[llvm] 4ecdbf2 - llvm-reduce: Fix tsan failures

Thu Dec 1 11:41:26 PST 2022

Author: Matt Arsenault
Date: 2022-12-01T14:41:21-05:00
New Revision: 4ecdbf2e4ececec82cabb0d6e21f8397aa148b57

URL: https://github.com/llvm/llvm-project/commit/4ecdbf2e4ececec82cabb0d6e21f8397aa148b57
DIFF: https://github.com/llvm/llvm-project/commit/4ecdbf2e4ececec82cabb0d6e21f8397aa148b57.diff

LOG: llvm-reduce: Fix tsan failures

There's a data race on the UninterestingChunks set. The code seems to
be operating on the assumption that all the tasks completed, so ensure
the unused results do complete. This started showing up about 50% of
the time when running operands-skip-parallel.ll after the recent
switch to use DenseSet; previously it failed much less frequently with
std::set.

We should introduce a mechanism to early terminate unused
results. Alternatively, I've been thinking about ways to to make the
reduction order smarter.
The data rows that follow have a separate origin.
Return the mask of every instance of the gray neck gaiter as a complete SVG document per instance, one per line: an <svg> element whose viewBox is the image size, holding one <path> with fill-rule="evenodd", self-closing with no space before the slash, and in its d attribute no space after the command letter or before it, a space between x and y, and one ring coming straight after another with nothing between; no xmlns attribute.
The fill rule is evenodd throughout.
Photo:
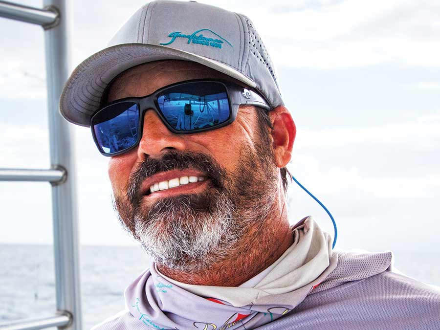
<svg viewBox="0 0 440 330"><path fill-rule="evenodd" d="M294 242L238 287L195 286L160 274L154 263L125 290L131 314L156 329L254 329L301 303L336 266L330 235L311 217L292 228Z"/></svg>

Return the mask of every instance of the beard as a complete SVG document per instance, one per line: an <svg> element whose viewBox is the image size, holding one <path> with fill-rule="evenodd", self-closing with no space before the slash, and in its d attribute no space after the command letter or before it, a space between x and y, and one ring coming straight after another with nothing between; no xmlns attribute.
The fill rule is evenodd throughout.
<svg viewBox="0 0 440 330"><path fill-rule="evenodd" d="M278 193L271 145L260 140L254 145L242 149L230 173L202 154L171 150L160 159L146 157L129 178L127 196L114 198L120 221L156 263L171 269L207 269L243 252L246 234L264 231ZM139 192L146 178L189 169L205 173L209 182L203 192L142 203Z"/></svg>

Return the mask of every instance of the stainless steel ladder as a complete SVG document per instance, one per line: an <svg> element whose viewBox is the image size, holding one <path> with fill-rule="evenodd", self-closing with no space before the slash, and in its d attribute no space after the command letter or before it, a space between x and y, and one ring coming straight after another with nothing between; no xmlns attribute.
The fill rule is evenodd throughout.
<svg viewBox="0 0 440 330"><path fill-rule="evenodd" d="M53 247L57 310L52 316L0 324L0 330L82 328L75 165L70 125L58 112L63 87L68 77L68 0L44 0L39 9L0 1L0 17L44 29L47 88L49 169L0 169L0 181L48 181L52 186ZM0 164L1 165L1 164Z"/></svg>

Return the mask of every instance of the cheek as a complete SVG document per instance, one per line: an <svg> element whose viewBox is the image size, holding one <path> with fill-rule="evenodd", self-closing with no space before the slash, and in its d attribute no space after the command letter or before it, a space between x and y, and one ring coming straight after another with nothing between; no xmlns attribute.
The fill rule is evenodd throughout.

I frequently have tests that take multiple
minutes to compile and hit the failure. It may be helpful to see which
chunks took the least time and prefer those over just taking the first
result.

Added: 
    

Modified: 
    llvm/tools/llvm-reduce/deltas/Delta.cpp

Removed: 
    


################################################################################
diff  --git a/llvm/tools/llvm-reduce/deltas/Delta.cpp b/llvm/tools/llvm-reduce/deltas/Delta.cpp
index 8381d0cd680bd..da9278dcf86e7 100644

--- a/llvm/tools/llvm-reduce/deltas/Delta.cpp
+++ b/llvm/tools/llvm-reduce/deltas/Delta.cpp
@@ -210,6 +210,16 @@ static SmallString<0> ProcessChunkFromSerializedBitcode(
   return Result;
 }
 
+using SharedTaskQueue = std::deque<std::shared_future<SmallString<0>>>;
+
+static void waitAndDiscardResultsBarrier(SharedTaskQueue &TaskQueue) {
+  while (!TaskQueue.empty()) {
+    auto &Future = TaskQueue.front();
+    Future.wait();
+    TaskQueue.pop_front();
+  }
+}
+
 /// Runs the Delta Debugging algorithm, splits the code into chunks and
 /// reduces the amount of chunks that are considered interesting by the
 /// given test. The number of chunks is determined by a preliminary run of the
@@ -280,7 +290,7 @@ void llvm::runDeltaPass(TestRunner &Test, ReductionFunc ExtractChunksFromModule,
       writeBitcode(Test.getProgram(), BCOS);
     }
 
-    std::deque<std::shared_future<SmallString<0>>> TaskQueue;
+    SharedTaskQueue TaskQueue;
     for (auto I = ChunksStillConsideredInteresting.rbegin(),
               E = ChunksStillConsideredInteresting.rend();
          I != E; ++I) {
@@ -350,6 +360,14 @@ void llvm::runDeltaPass(TestRunner &Test, ReductionFunc ExtractChunksFromModule,
                       Test.getToolName());
           break;
         }
+
+        // If we broke out of the loop, we still need to wait for everything to
+        // avoid race access to the chunk set.
+        //
+        // TODO: Create a way to kill remaining items we're ignoring; they could
+        // take a long time.
+        waitAndDiscardResultsBarrier(TaskQueue);
+
         // Forward I to the last chunk processed in parallel.
         I += NumChunksProcessed - 1;
       } else {